This document was written by Greg Hudson <ghudson@mit.edu>, and is in
the public domain.

Why not to use cpp
------------------

This document has two independent parts, because there are two
contexts in which there are good reasons not to use cpp: C source and
non-C source.  The arguments are stronger for the latter case, but
there are good arguments for both.  We'll start with the stronger
case.

Why not to use cpp on files other than C source code
----------------------------------------------------

People sometimes try to use cpp as a general-purpose preprocessor,
since the basic features (#ifdef and #define) are useful in contexts
other than C code (or C++, Objective C, and assembly code, which cpp
implementations are generally designed to work with).  This approach
is fundamentally flawed, because cpp treats its input and output as
sequences of C tokens rather than sequences of lines or bytes.
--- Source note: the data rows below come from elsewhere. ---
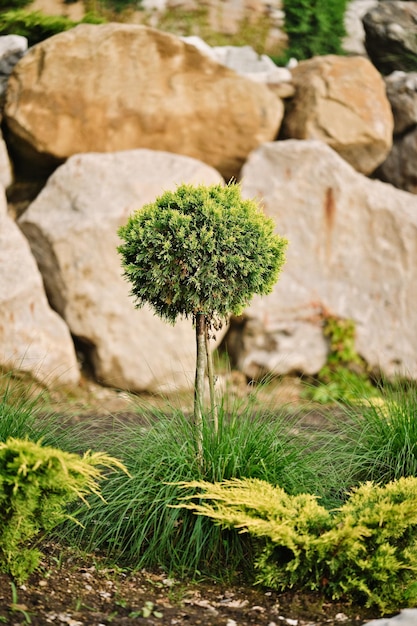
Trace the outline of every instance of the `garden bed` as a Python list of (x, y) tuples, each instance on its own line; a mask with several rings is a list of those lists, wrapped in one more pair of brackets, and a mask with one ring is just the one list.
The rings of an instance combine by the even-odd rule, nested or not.
[[(234, 391), (237, 392), (236, 389)], [(248, 392), (247, 389), (245, 391)], [(327, 423), (326, 411), (318, 407), (312, 410), (311, 406), (308, 409), (303, 404), (296, 380), (261, 388), (257, 396), (262, 405), (276, 408), (285, 405), (289, 418), (294, 412), (301, 411), (303, 419), (298, 422), (301, 430), (312, 427), (313, 432), (320, 432)], [(149, 401), (159, 407), (157, 398), (152, 402), (150, 400), (148, 398), (146, 404)], [(182, 410), (188, 411), (188, 398), (184, 402), (183, 398), (177, 400), (181, 406), (184, 404)], [(69, 401), (65, 407), (61, 397), (57, 398), (56, 405), (51, 397), (49, 402), (48, 409), (51, 410), (52, 404), (55, 415), (64, 418), (64, 414), (67, 413), (68, 417), (69, 413), (70, 423), (78, 424), (82, 429), (92, 426), (97, 435), (108, 429), (115, 432), (113, 419), (116, 416), (121, 424), (142, 423), (137, 398), (94, 386), (88, 393)], [(22, 412), (23, 407), (18, 409)], [(340, 407), (331, 409), (334, 416), (338, 416), (339, 411)], [(413, 412), (414, 404), (408, 407), (406, 413)], [(39, 415), (42, 416), (42, 413), (41, 407)], [(16, 418), (13, 419), (13, 423), (16, 423)], [(27, 417), (24, 419), (27, 420)], [(26, 424), (24, 421), (22, 423)], [(64, 419), (64, 423), (68, 422)], [(331, 424), (332, 428), (337, 428), (337, 424), (341, 427), (343, 415), (340, 415), (340, 421), (336, 417)], [(141, 449), (140, 446), (138, 449)], [(233, 584), (229, 584), (227, 572), (219, 581), (215, 577), (198, 574), (194, 580), (182, 579), (180, 576), (172, 578), (162, 569), (155, 570), (147, 566), (134, 571), (134, 559), (119, 560), (115, 564), (115, 561), (100, 555), (99, 549), (81, 552), (70, 547), (74, 545), (81, 544), (67, 542), (65, 538), (62, 541), (59, 538), (56, 543), (51, 540), (41, 542), (39, 547), (44, 553), (41, 567), (23, 585), (13, 581), (7, 574), (0, 574), (0, 624), (360, 626), (380, 617), (378, 609), (364, 609), (348, 601), (332, 602), (305, 589), (280, 593), (252, 586), (244, 582), (243, 576), (238, 576)], [(128, 568), (124, 569), (122, 563), (127, 564)]]
[(24, 585), (0, 574), (0, 623), (359, 626), (375, 617), (311, 593), (187, 582), (163, 573), (123, 571), (96, 555), (79, 555), (53, 543), (42, 549), (42, 567)]

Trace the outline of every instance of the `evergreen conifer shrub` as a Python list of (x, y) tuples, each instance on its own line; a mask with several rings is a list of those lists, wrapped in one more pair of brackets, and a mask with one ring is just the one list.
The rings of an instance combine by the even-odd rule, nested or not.
[(136, 211), (119, 247), (136, 306), (174, 323), (242, 313), (267, 294), (284, 263), (285, 239), (237, 184), (180, 185)]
Some practical problems you are likely to run into with this approach:

	* Determining the command to invoke the C preprocessor is a
	  somewhat nonportable task.  /lib/cpp works on most systems,
	  but not modern BSD variants.  Using something like "cc -E"
	  also works on most systems, but can have odd effects; for
	  instance, the Sun WorkShop cc appends an "#ident" line to
	  the output of cc -E, even if given the -P option.

	* If you're using something like "gcc -E", then the input file
	  must typically have a ".c" extension.

	* Unless you give cpp the "-P" option (which seems mostly
	  portable if you've found the actual "cpp" command; it's less
	  portable if you are using cc -E), the output will generally
	  contain line number declarations like:

		# 1 "foo"

	  intended to give a C compiler backend the information to
	  give proper error messages.  These declarations appear every
	  time the input and output line numbers need to be
	  synchronized.

	* The preprocessor may predefine symbols with everyday names
	  like "sun".  This can yield unexpected results like:

		% echo "The sun is hot" | /lib/cpp -
		# 1 "" 
		The 1 is hot

	  (The particular symbol "sun" is only predefined on a Sun
	  system, of course; if you were working on some other
	  platform to start with, you wouldn't notice this problem
	  until your work started being used on a Sun.)
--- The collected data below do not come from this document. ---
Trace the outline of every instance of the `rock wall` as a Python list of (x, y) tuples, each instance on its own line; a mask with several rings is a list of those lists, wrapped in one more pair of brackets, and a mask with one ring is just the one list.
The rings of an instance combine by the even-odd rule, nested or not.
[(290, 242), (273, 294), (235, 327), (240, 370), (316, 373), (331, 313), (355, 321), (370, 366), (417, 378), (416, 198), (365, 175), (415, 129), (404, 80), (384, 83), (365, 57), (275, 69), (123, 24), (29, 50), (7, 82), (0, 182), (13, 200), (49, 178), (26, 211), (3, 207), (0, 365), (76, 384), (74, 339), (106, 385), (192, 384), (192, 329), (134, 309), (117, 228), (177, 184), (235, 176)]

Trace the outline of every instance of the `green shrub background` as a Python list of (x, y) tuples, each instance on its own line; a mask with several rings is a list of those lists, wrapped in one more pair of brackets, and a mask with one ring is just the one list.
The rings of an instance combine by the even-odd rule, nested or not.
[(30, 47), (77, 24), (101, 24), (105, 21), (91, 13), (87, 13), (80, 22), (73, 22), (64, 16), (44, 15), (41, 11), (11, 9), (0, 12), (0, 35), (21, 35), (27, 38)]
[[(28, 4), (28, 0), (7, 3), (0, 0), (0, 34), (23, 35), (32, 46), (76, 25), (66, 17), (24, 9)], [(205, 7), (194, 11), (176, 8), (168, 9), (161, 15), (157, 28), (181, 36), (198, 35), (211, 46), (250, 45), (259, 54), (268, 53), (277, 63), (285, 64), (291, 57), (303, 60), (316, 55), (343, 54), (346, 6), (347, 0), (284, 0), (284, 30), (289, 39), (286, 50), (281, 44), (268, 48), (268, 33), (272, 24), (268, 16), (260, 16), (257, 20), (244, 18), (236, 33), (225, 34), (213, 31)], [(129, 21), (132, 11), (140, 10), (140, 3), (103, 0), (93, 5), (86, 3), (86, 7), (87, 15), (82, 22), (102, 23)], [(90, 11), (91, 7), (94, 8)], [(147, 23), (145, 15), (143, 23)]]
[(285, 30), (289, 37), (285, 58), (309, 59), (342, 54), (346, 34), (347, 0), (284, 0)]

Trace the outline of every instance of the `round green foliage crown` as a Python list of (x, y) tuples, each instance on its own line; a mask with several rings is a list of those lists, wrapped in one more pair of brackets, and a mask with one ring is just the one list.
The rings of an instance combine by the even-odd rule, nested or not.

	* Some versions of C preprocessors can be picky about input
	  which doesn't form a valid C token stream.  For instance,
	  on a GNU/Linux system with a modern (circa 2.95.2) version
	  of gcc:

		% echo "'blah" | /lib/cpp
		<stdin>:1:1: missing terminating ' character
		# 1 ""
		'blah'

	  (Notice the change between input and output as well as the
	  error message.)

	* Lines ending with a backslash are folded by cpp.  This can
	  be a bit of a pickle if you want to actually end an output
	  line with a backslash.

	* Some cpp implementations insert spaces into their output
	  between C tokens.  This is perfectly valid for preprocessing
	  C code, but usually a complete non-starter for non-C code.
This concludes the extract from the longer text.